Миранда закусила губу, упираясь ногами, но Калибан был сильнее. Намного сильнее. То, что он так медленно тянул ее к себе, являлось лишь грубой игрой.
– Давай. Давай. Облегчим. Муку. Детьми. Заселим. Всю. Округу.
Миранда исхитрилась и ударила Калибана ногой в колено. С таким же успехом можно пинать стальную опору ЛЭП-500.
– Вы. Мне. Должны.
– Нет ничего, что я должна тебе, мохнатый пень, – в отчаянии шептала Миранда, все еще надеясь, что борьба с Калибаном высвободит её из цепкой хватки огромных ручищ и не привлечет внимания отца с Ариэлем. – Ты должен мне, за то, что речь тебе я подарила… уж лучше б ты безгласым оставался, уж лучше б блохи по тебе скакали… лишай стригучий на башку твою свалился… чудовище… насильник… бегемот…
– Хо. Хо. Хо.
Калибан протянул свободную руку и вцепился в перьевой плащ Миранды. Сверкнула молния, яркий луч вонзился в грудь Калибана и отбросил в трясину, на торчащие железные остовы завязших в ней машин.

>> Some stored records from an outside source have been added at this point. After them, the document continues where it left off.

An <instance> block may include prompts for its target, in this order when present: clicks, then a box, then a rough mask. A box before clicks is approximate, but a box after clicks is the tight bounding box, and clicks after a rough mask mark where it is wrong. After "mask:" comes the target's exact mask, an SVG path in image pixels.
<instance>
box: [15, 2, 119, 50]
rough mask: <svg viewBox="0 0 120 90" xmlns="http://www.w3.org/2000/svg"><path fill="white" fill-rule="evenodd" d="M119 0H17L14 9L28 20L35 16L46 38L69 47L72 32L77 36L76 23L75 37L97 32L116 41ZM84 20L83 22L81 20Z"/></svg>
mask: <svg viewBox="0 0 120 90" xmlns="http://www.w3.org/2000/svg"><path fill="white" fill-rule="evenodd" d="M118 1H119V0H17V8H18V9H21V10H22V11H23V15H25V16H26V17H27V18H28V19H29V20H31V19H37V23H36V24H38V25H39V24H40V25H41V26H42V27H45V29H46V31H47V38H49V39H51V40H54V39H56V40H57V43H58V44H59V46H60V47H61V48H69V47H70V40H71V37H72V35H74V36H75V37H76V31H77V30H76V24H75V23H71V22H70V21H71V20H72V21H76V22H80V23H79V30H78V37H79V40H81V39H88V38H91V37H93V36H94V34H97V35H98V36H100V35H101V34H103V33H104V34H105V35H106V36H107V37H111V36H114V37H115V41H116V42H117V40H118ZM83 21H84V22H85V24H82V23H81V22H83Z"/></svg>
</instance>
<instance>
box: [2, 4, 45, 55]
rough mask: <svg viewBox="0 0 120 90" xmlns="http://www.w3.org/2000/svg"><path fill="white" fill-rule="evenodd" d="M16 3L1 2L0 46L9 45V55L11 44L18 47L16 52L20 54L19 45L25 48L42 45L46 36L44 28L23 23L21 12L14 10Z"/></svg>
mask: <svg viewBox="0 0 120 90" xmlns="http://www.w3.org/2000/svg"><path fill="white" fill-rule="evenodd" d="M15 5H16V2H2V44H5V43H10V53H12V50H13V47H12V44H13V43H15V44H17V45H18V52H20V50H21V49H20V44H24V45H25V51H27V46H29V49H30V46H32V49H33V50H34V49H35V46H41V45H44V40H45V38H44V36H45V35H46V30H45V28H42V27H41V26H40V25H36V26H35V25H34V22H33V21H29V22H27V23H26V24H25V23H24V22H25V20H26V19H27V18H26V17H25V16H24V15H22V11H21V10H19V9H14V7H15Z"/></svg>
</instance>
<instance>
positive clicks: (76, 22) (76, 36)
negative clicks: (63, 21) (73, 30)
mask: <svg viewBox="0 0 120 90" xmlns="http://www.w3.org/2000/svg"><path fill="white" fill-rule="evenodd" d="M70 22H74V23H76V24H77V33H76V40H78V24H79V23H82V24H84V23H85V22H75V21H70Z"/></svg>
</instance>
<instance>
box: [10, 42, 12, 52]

– Убей его, – бросил Николай Александрович Ариэлю и кинулся помогать Миранде, которая не могла подняться на ноги, оскальзываясь на мокрой траве. – О, дочь моя, в порядке ль ты?
Ариэль собрался в плотный переливчатый шар и завис над Калибаном, глазами-отростками наблюдая, как стонет и возится в грязи чудище. Острые края стальных ферм, копьями выпиравшие из трясины, вспороли его шкуру, и неожиданно яркая кровь испятнала бурую шерсть с белесыми проплешинами.
– Беги отсюда что есть мочи, – сказал Ариэль, и небольшой разряд впился рядом с Калибаном.
– Со мной все хорошо, отец, – Миранда стояла на ногах, а Николай Александрович внимательно осматривал ее плащ, поправляя неаккуратно вставшие на место перья. – Ах, Ариэль, не трогай ты его! Он осознал вину свою передо мною!
– Убей его! – Козырев свирепо повернулся к лежащему Калибану и висящему над ним Ариэлю. – Испепели! Развей! Иначе хуже будет! – Он потянулся к пульту ТЕМПЕСТа.
– Как прикажете, хозяин, – и Ариэль ослепительно вспыхнул.
Миранда зажала рот, чтобы не закричать.
Глава 2
Поросший мхом фундамент под опору ЛЭП-500 оказался единственным сухим местом. Сама опора лежала здесь же, вершиной погрузившись в топь, а ее четыре ноги задрались к низко нависающему небу. Присмотревшись, можно было разглядеть оборванные стальные канаты с трепещущими на ветру лохмотьями красных флажков.
Иван Иванович ощупал карманы в поисках сигарет, а когда ладонь легла на левую сторону груди, он вдруг понял, что его беспокоило. Боль. Тянущая боль за грудиной. Которая вступила с того момента, когда они взлетели с аэродрома Братска, и не отпускала до сих пор. Ему не сигареты курить, а впору валидол сосать. Впрочем, валидола тоже нет.
А что есть?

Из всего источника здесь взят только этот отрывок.